History of the 66th Infantry Division:

Activated 15 April 1943, the division trained at Camp Blanding, Florida, and was later transferred to Camp Robinson, Arkansas and then later to Camp Rucker, Alabama before being shipped overseas to England on 26 November 1944. They trained and prepared for deployment until 24 December 1944, then transferred to Southampton before crossing the English Channel to Cherbourg, France. Two Belgian transport vessels, the Cheshire and Leopoldville carried the 66th across the English Channel. However, only 5 miles from the port of Cherbourg, the Leopoldville was torpedoed by a German U-Boat and sunk, taking the lives of 14 officers and 748 enlisted soldiers.
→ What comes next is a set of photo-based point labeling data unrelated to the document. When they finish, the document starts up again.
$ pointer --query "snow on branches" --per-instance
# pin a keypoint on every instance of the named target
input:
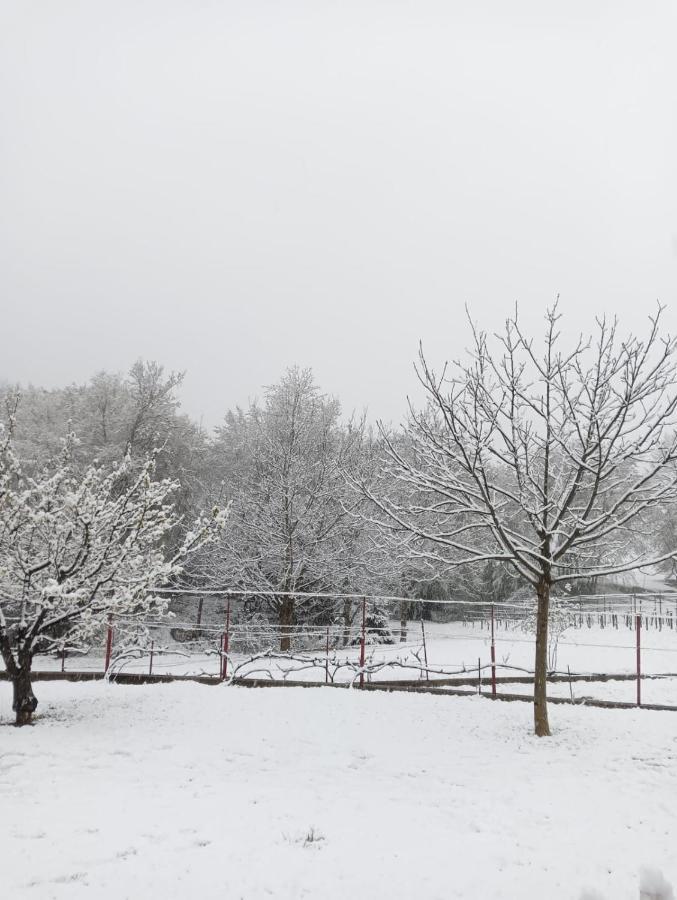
(76, 548)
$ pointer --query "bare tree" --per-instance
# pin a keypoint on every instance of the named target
(544, 459)
(288, 529)
(77, 547)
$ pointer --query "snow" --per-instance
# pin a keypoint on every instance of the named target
(186, 790)
(453, 647)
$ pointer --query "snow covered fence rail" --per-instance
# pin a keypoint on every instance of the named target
(350, 639)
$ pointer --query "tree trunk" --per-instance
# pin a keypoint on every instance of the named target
(541, 726)
(25, 702)
(286, 621)
(404, 616)
(347, 620)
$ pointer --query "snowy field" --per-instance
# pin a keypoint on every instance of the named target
(451, 647)
(190, 791)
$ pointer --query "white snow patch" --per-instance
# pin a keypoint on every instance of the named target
(185, 790)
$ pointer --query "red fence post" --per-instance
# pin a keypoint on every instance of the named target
(326, 662)
(425, 652)
(493, 656)
(638, 625)
(109, 644)
(363, 640)
(226, 644)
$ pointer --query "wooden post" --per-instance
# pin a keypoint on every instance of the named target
(226, 644)
(571, 687)
(425, 652)
(109, 645)
(638, 627)
(363, 640)
(326, 661)
(493, 656)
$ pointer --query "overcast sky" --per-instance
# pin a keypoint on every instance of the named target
(233, 187)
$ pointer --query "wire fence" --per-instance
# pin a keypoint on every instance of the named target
(623, 642)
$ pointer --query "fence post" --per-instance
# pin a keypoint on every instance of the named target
(226, 644)
(363, 640)
(638, 626)
(109, 644)
(425, 652)
(326, 661)
(493, 656)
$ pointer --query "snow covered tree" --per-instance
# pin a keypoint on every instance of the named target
(77, 547)
(548, 460)
(290, 528)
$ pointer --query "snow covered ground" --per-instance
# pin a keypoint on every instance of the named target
(451, 647)
(191, 791)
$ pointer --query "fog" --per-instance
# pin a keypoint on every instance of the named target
(230, 188)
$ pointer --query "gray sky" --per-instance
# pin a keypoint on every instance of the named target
(232, 187)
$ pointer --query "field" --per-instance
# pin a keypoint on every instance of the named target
(185, 790)
(453, 647)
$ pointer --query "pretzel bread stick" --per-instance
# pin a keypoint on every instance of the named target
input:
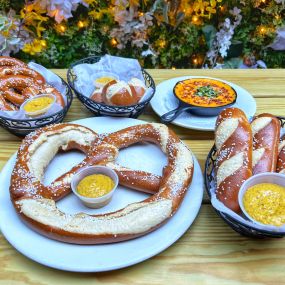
(233, 140)
(266, 133)
(281, 156)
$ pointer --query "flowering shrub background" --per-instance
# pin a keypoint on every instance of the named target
(161, 33)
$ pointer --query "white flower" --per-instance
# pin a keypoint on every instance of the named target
(147, 52)
(224, 36)
(14, 37)
(60, 9)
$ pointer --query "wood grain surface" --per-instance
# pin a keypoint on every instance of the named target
(210, 252)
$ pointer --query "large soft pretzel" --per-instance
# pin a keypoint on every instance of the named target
(20, 70)
(16, 89)
(35, 203)
(233, 140)
(266, 132)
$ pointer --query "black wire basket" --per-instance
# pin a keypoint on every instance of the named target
(241, 228)
(23, 127)
(100, 109)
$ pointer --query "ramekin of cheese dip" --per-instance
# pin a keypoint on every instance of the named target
(262, 199)
(38, 105)
(95, 185)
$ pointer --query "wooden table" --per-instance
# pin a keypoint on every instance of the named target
(210, 252)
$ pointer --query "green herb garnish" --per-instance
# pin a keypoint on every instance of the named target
(206, 91)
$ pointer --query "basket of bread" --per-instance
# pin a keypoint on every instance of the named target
(111, 86)
(245, 173)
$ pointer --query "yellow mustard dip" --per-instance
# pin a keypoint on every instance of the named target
(95, 185)
(38, 104)
(104, 79)
(265, 203)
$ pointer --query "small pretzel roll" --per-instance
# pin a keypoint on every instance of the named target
(10, 61)
(51, 90)
(138, 88)
(97, 95)
(281, 156)
(119, 94)
(5, 106)
(266, 133)
(233, 140)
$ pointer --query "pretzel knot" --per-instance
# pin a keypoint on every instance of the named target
(35, 202)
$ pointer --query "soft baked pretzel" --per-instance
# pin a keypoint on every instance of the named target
(35, 203)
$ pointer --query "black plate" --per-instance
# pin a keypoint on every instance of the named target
(100, 109)
(238, 226)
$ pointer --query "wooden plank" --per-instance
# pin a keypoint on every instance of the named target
(78, 111)
(209, 253)
(259, 82)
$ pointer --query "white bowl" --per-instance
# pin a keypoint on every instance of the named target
(101, 201)
(103, 74)
(268, 177)
(39, 112)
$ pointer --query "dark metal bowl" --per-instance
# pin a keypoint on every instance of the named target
(241, 228)
(23, 127)
(99, 109)
(196, 110)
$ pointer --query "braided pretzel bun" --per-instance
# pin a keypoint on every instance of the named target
(233, 141)
(281, 156)
(266, 132)
(35, 203)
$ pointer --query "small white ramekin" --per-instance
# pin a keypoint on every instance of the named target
(103, 74)
(98, 202)
(268, 177)
(39, 112)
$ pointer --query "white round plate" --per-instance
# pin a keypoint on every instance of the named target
(96, 258)
(164, 101)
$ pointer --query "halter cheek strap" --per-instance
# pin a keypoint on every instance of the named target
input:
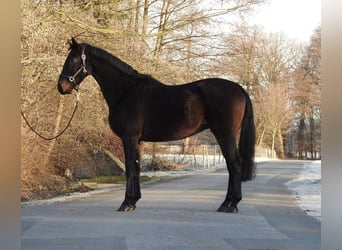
(82, 68)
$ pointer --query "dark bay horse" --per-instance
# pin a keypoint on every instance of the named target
(143, 109)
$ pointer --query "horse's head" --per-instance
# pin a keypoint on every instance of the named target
(75, 69)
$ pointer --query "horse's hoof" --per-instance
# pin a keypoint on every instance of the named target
(228, 209)
(126, 208)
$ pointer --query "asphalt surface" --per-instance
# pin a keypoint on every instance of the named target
(179, 214)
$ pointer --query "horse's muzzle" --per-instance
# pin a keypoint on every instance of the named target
(64, 87)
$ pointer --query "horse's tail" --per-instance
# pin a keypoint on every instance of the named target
(247, 141)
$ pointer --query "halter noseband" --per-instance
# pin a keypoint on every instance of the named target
(82, 68)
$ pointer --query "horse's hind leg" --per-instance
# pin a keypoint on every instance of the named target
(229, 151)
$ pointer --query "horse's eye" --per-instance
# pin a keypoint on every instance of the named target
(74, 60)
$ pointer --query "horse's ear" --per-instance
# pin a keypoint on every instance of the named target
(73, 44)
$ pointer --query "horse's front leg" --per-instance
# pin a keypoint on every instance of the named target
(133, 193)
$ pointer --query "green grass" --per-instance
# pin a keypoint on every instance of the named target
(114, 179)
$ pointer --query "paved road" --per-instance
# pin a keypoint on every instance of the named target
(179, 214)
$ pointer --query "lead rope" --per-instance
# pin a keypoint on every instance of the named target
(60, 133)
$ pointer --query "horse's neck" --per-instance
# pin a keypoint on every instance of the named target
(113, 83)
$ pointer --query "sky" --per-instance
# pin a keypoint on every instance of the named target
(296, 18)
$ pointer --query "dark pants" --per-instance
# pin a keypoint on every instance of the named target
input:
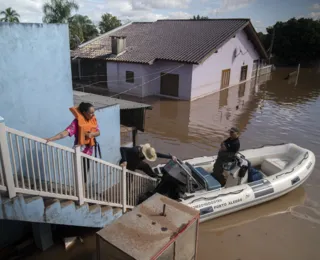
(86, 168)
(223, 157)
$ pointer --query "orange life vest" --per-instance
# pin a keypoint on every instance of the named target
(84, 126)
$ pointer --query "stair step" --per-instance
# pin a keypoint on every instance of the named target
(49, 202)
(57, 211)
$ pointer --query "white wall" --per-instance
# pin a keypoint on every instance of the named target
(116, 72)
(206, 77)
(153, 87)
(149, 77)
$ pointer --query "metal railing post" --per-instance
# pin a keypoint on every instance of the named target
(5, 160)
(78, 175)
(124, 189)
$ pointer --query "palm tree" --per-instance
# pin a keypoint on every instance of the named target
(81, 29)
(58, 11)
(108, 22)
(10, 16)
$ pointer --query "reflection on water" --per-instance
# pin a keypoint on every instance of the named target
(270, 110)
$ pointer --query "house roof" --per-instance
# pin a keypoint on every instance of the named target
(186, 41)
(102, 101)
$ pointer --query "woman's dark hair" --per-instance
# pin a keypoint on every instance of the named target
(84, 107)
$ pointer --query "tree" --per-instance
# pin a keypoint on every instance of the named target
(108, 22)
(81, 29)
(58, 11)
(296, 41)
(10, 16)
(198, 17)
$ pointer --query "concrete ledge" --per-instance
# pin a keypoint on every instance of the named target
(54, 211)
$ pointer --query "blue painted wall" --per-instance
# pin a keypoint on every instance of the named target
(35, 78)
(36, 86)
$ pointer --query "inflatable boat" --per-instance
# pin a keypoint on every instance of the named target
(282, 169)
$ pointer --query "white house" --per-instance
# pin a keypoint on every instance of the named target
(184, 59)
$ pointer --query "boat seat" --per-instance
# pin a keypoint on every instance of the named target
(272, 166)
(210, 181)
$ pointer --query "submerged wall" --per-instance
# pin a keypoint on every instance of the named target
(237, 52)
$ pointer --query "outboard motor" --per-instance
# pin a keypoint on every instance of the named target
(238, 168)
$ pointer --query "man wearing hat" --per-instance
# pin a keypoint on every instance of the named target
(133, 158)
(228, 149)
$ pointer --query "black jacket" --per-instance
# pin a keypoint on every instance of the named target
(232, 145)
(133, 156)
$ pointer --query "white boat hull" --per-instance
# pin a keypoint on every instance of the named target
(297, 165)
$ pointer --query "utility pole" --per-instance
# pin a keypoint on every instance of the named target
(272, 42)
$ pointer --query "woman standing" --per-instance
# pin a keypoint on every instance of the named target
(84, 128)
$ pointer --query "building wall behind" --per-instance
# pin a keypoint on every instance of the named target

The U.S. Navy later announced the sinking of the Leopoldville to be the second-largest loss of life from the sinking of a troop transport ship in the entire European Theater.

Primarily involved with destroying the German troops left behind by the retreat from Northern France, the 66th Infantry Division relieved the 94th Infantry Division of control of the Brittany-Loire area on 29 December 1944, and collaborated with French forces as well. The 66th carried out its objective by harassing German installations, limited objective attacks, and running reconnaissance missions to gather intelligence. The use of artillery shelling many German positions also played a major part in the advancement of the 66th through the region. In total, there were about 100,000 German soldiers that remained in the ports of Lorient, St. Nazaire, Bordeaux and La Rochelle. Notably, a heavy German attack near La Croix was repulsed on 16 April 1945 and several strongly fortified enemy positions were taken from 19 to 29 April 1945 in a series of counterattacks. These battles played a pivotal role in ending the Nazi occupation of Northern France. The remaining German soldiers surrendered to 66th Infantry Division officers and French officials in a small cafe near Cordemais on 8 May 1945.

Ordered to change to an occupational-oriented mission 14 May 1945, the 66th made a 700-mile trek into Germany where the Black Panthers occupied 2400 square miles of territory and the city of Koblenz. As a security force, the division was charged with establishment of a military government and control of all German affairs. Tasks included the dischargement of prisoners of war, inventorying of ammunition and supplies, and organizing civilians. After spending time in Germany, the 66th returned to the French coast to aid with the allied withdrawal from the European Theater. During this time, the division was changed by the beginning of the inactivation process, until it returned to the U.S. and formally inactivated, sailing for home 27 October 1945.